Hoy es día de alegría. Dios acaricia toda llaga que caiga sobre el débil hombre. Todas acariciadas, todas ya instrumento y escalón para subir a Dios. “Porque un Niño nos ha nacido, un Hijo nos ha sido dado”.
Desde ya, Dios está conmigo. Desde ya, Dios es tan mío, está tan cerca de mí, tan al alcance de mí como un hijo está al alcance de sus padres. Un niño chiquitín es todo él de sus padres. Dios es ya todo mío.
Un NIÑO. ¡Qué humilde es Dios! Se hace un Niño pequeñito, indefenso. Se hace débil en los brazos de María. Se confía a su regazo, a su cuidado.
Porque la PAZ de Jesús es el Corazón de María. Ya tenemos a nuestro servicio al Dueño de la Paz. Al Autor de la paz. Al fundador de la paz. Al Rey de la paz. Dilatado es su dominio. Vasta es su influencia. Extenso y profundo, su influjo. Y la paz llega a los hombres, a este mundo sin esperanza, en los brazos de María.

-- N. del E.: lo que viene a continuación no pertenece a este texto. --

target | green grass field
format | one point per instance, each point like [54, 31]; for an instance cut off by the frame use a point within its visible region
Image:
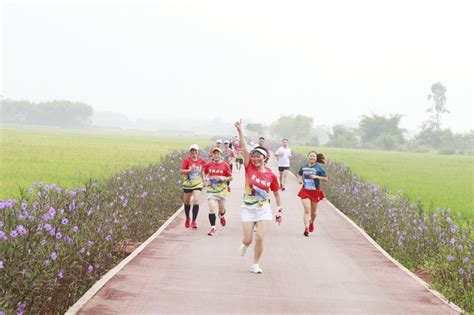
[69, 158]
[441, 181]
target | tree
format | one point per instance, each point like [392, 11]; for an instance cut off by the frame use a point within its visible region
[55, 113]
[343, 137]
[438, 107]
[381, 132]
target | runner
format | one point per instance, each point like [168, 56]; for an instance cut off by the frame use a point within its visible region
[310, 175]
[239, 155]
[218, 175]
[261, 143]
[283, 155]
[218, 145]
[228, 154]
[256, 211]
[192, 170]
[229, 157]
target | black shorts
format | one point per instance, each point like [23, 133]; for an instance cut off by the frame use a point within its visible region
[186, 191]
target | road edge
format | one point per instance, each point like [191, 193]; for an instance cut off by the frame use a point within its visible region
[76, 307]
[396, 262]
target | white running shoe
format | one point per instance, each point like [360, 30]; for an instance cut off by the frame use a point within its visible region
[242, 249]
[255, 268]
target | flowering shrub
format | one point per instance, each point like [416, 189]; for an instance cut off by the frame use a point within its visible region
[433, 241]
[56, 243]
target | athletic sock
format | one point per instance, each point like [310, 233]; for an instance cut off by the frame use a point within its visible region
[212, 219]
[187, 209]
[195, 212]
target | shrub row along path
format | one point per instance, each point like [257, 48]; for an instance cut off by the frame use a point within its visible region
[335, 270]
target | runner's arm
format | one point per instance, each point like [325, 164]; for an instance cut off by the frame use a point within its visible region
[243, 143]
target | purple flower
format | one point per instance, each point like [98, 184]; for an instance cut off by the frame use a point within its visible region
[21, 229]
[52, 212]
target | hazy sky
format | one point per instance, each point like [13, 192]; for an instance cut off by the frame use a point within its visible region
[332, 60]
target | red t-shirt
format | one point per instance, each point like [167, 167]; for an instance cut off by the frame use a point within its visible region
[228, 155]
[193, 179]
[217, 169]
[188, 162]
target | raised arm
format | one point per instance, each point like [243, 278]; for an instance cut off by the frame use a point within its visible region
[243, 143]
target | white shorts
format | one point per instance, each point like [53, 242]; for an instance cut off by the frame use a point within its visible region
[216, 197]
[254, 214]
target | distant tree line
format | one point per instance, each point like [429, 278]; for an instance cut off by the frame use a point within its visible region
[61, 113]
[378, 132]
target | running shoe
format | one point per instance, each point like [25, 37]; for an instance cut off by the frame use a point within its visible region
[222, 218]
[255, 268]
[242, 249]
[212, 232]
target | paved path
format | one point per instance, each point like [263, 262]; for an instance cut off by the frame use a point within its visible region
[335, 270]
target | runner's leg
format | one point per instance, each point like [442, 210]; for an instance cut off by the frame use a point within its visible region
[259, 240]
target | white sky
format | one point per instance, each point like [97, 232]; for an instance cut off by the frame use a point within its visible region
[332, 60]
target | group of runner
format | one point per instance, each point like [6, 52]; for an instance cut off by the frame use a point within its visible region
[215, 176]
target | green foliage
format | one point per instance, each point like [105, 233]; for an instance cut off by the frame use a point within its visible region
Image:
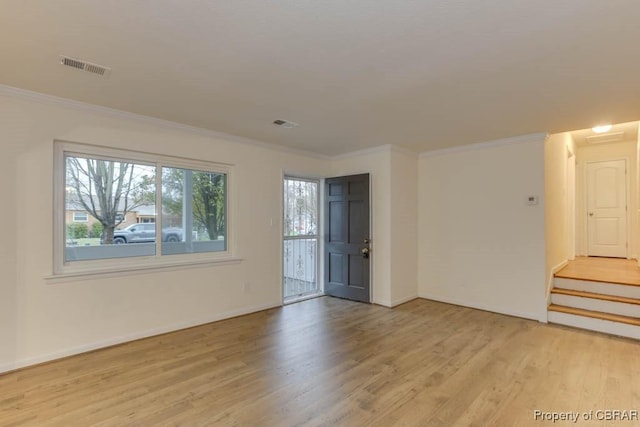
[96, 229]
[77, 231]
[208, 199]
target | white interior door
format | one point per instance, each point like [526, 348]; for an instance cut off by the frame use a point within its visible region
[607, 208]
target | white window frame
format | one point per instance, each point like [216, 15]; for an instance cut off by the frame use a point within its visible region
[117, 266]
[86, 217]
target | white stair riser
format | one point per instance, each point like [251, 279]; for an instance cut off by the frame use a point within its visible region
[592, 304]
[606, 326]
[598, 287]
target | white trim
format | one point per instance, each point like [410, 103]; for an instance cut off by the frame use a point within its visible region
[112, 112]
[470, 304]
[21, 363]
[382, 303]
[540, 136]
[585, 187]
[400, 301]
[147, 267]
[404, 151]
[593, 324]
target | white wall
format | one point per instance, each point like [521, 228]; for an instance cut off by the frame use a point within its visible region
[557, 206]
[480, 244]
[603, 152]
[41, 320]
[404, 226]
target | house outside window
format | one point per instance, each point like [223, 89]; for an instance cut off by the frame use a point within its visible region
[127, 199]
[80, 217]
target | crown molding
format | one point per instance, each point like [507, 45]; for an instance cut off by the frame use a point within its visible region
[540, 136]
[42, 98]
[388, 148]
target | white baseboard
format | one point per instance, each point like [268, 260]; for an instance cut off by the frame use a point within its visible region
[382, 303]
[29, 361]
[403, 300]
[540, 317]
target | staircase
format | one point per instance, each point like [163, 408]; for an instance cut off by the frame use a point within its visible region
[608, 307]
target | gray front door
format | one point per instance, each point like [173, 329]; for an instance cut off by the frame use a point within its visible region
[347, 257]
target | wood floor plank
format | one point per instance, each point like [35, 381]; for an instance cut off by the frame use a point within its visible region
[328, 361]
[598, 269]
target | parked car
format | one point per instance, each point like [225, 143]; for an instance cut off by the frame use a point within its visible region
[146, 233]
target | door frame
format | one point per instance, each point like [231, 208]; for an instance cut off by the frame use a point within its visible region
[371, 237]
[320, 247]
[571, 204]
[585, 203]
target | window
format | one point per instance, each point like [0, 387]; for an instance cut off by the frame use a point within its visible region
[301, 239]
[133, 198]
[80, 217]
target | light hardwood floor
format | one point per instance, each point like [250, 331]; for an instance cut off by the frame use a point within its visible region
[327, 362]
[598, 269]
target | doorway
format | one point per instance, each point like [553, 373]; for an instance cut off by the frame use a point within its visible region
[300, 244]
[606, 185]
[347, 238]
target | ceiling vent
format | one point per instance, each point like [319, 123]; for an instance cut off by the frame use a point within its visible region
[285, 123]
[605, 137]
[85, 66]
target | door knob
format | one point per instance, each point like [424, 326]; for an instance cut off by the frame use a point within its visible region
[364, 252]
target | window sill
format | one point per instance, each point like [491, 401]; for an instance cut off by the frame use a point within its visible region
[74, 275]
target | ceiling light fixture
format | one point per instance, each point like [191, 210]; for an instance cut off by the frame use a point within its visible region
[285, 123]
[601, 128]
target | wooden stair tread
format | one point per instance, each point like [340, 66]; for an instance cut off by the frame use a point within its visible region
[595, 279]
[584, 294]
[595, 314]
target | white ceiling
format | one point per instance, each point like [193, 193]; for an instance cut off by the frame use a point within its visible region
[619, 132]
[421, 74]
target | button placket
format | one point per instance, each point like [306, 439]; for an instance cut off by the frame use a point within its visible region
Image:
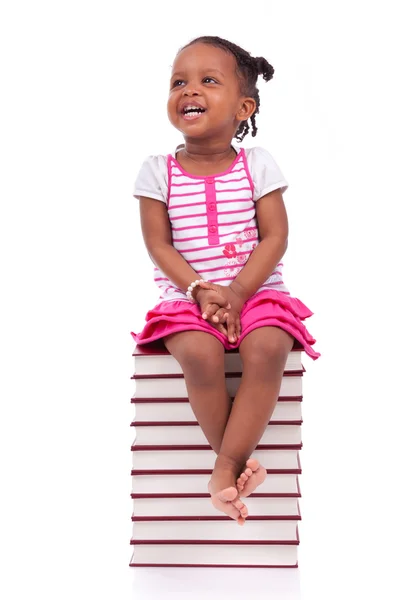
[212, 215]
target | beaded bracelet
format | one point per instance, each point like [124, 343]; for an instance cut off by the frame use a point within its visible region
[191, 288]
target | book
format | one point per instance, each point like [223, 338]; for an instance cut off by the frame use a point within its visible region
[265, 508]
[174, 386]
[180, 410]
[252, 554]
[154, 358]
[212, 531]
[182, 434]
[168, 461]
[275, 484]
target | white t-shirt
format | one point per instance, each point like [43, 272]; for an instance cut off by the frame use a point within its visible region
[152, 180]
[213, 218]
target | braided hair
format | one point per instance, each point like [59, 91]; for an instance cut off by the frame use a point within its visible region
[248, 70]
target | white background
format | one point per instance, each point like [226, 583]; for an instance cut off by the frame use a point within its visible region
[84, 89]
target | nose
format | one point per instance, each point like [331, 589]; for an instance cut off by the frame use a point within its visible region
[190, 92]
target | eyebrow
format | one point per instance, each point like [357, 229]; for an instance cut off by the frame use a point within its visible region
[180, 73]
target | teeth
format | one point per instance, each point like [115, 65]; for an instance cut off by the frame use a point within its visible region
[192, 108]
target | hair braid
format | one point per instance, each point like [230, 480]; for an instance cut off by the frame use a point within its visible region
[249, 68]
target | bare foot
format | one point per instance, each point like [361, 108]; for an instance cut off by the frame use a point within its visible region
[224, 495]
[253, 476]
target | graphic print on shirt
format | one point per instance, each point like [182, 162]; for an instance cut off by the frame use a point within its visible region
[213, 224]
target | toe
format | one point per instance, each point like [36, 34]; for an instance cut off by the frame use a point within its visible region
[253, 464]
[228, 494]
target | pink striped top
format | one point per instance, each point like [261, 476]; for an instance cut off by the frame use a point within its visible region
[213, 219]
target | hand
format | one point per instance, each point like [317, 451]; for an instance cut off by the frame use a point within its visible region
[210, 300]
[219, 316]
[234, 299]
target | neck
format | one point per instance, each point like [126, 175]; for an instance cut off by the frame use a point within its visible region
[205, 153]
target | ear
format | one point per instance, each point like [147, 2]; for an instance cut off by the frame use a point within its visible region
[247, 108]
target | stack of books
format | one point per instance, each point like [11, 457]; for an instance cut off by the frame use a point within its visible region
[174, 521]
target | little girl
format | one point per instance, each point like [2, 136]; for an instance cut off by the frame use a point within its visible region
[215, 226]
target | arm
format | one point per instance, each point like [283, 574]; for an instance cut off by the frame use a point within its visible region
[273, 230]
[157, 237]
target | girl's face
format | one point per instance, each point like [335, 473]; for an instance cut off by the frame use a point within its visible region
[205, 99]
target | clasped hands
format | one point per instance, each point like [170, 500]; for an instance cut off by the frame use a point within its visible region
[221, 306]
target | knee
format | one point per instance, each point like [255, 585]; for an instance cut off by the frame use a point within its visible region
[203, 362]
[264, 353]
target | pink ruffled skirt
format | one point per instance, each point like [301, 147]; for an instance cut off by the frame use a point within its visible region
[267, 308]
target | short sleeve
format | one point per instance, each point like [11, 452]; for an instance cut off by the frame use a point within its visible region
[265, 172]
[152, 179]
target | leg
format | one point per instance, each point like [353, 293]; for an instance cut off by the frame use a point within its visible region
[201, 356]
[264, 353]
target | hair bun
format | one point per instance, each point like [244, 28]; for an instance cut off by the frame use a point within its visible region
[264, 68]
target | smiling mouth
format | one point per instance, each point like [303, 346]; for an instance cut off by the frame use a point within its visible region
[191, 113]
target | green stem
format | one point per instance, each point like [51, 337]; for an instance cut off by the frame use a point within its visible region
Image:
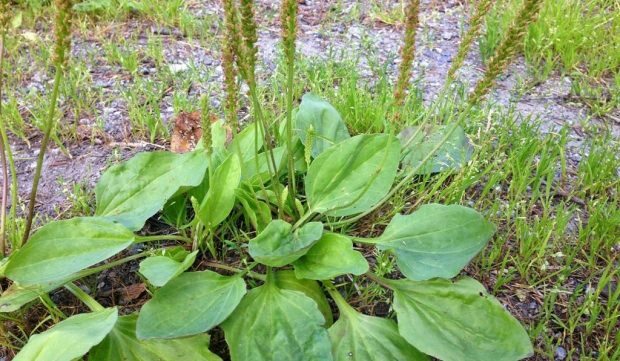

Cuando Jesús entra en nuestro valle de lágrimas, los ángeles llenan el universo con el eco de esta sola voz: «Gloria a Dios en el cielo y en la tierra PAZ a los hombres de buen querer» (Lc. 2,14).
El peso de Dios, su omnipotencia, su sabiduría, su amor, rompe las duras estructuras del pecado, entrando en el mundo atribulado, afligido, atado; portador del primer don, de la primera oferta, de la oferta de la PAZ.
¡Qué feliz es ser cristiano!
Todo eso me trae el vientre de María. La Paz del Niño de Belén gravita sobre toda situación, sobre todo problema. ¡Qué feliz es ser cristiano! No hay complicación, por dura, increíble, dificultosa que sea, que quede eximida. Toda tu vida personal, de apostolado, de familia, con todos los problemas a veces tan duros y desesperantes que te trae, pueden ser vividos en la paz de este Niño, el Niño de Belén.
Ése es el Niño que hoy me presenta María. De este Niño, dice el apóstol San Pablo, que está destinado para que todos alcancemos la riqueza plena, en la plena inteligencia y perfecto conocimiento del misterio que es Dios. ¡Acógelo!
¡Gracias, Señora! ¡Muchas gracias, María!